También afirma el poeta que uno
se confunde en todo y se dispersa.
Complicado verso, pues uno piensa que es el “yo” la idea más clara y distinta que podemos poseer, justo cuando se ha podido discriminar todo lo “no claro ni distinto”.
Salvando lo anterior, algo de cierto tiene la expresión: no es uno sólo pensamiento, y viviendo a veces quedamos confundidos entre mil cosas, y dispersos.
A veces en la piel de Dios, como aquel penetrante destino; muchas veces no obstante confundidos en todo –en cualquier cosa– y dispersos.
Uno es el agua de la sed que tiene.
De ningún otro ser puede decirse como del hombre que es el agua de la sed que tiene.

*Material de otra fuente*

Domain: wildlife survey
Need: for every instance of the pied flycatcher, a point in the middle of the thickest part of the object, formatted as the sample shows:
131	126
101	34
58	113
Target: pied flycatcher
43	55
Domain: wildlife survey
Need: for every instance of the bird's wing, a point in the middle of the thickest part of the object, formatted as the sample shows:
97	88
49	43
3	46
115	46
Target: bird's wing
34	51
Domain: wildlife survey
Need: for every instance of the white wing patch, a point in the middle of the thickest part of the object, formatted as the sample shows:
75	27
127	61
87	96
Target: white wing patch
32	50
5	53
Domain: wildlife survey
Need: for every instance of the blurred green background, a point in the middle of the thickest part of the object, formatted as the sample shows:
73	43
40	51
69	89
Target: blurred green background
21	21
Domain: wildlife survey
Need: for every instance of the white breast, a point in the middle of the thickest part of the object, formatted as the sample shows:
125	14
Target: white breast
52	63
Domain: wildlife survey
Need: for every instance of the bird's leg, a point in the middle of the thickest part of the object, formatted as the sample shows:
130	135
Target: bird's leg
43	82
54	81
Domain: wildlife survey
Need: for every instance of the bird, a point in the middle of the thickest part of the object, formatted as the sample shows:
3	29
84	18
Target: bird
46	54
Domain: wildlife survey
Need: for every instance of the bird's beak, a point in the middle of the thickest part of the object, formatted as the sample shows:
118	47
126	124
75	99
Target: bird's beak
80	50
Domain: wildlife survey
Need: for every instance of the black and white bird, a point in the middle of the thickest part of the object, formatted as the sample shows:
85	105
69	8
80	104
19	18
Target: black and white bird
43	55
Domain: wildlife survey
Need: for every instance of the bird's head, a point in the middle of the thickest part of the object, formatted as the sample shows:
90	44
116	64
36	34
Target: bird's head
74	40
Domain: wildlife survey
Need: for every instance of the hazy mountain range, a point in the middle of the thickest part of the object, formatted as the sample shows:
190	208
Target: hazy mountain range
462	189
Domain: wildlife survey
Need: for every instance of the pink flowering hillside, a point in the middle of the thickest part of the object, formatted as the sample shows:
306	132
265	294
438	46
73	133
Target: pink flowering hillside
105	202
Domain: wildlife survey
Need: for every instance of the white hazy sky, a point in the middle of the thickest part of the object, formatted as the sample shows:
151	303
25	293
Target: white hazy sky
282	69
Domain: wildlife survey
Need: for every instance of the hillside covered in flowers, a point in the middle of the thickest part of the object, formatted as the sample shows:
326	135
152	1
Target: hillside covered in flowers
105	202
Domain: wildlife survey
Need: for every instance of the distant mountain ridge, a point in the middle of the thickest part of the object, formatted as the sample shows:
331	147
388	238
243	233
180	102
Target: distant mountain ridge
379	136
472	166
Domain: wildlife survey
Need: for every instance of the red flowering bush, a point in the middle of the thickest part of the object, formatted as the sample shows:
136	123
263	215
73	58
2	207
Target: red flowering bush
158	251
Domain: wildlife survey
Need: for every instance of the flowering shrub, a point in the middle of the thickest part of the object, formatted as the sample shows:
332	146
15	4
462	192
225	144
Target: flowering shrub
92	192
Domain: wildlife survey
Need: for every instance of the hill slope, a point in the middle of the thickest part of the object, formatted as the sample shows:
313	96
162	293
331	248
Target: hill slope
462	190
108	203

Habría de precisar en qué sentido: no es que él se dé a sí mismo el agua que necesita, sino más bien que necesita ser aquello que está llamado a ser, según la expresión de Píndaro.
¿Y si uno no llega a ser eso que está llamado a ser, mediante su ser? Más que ambigua, esta pregunta es penetrante: lo que en el fondo uno es, es aquello que uno está llamado a ser… y siempre queda en cierto sentido, en suspenso. Es decir, uno es sed. Incluso uno es sed más que agua.
En efecto, por fuerte y contundente que sea nuestra voz, uno es
El silencio que calla nuestra lengua.
Hay un punto siempre impronunciable, porque no se sabe, no se alcanza, no se dispone. Un misterio al que se accede en
el pan, la sal, y la amorosa urgencia
de aire movido en cada célula.
Uno está entre la inmanencia y la trascendencia.
Desde allí, uno
lo ve todo abierto, y calla, y entra.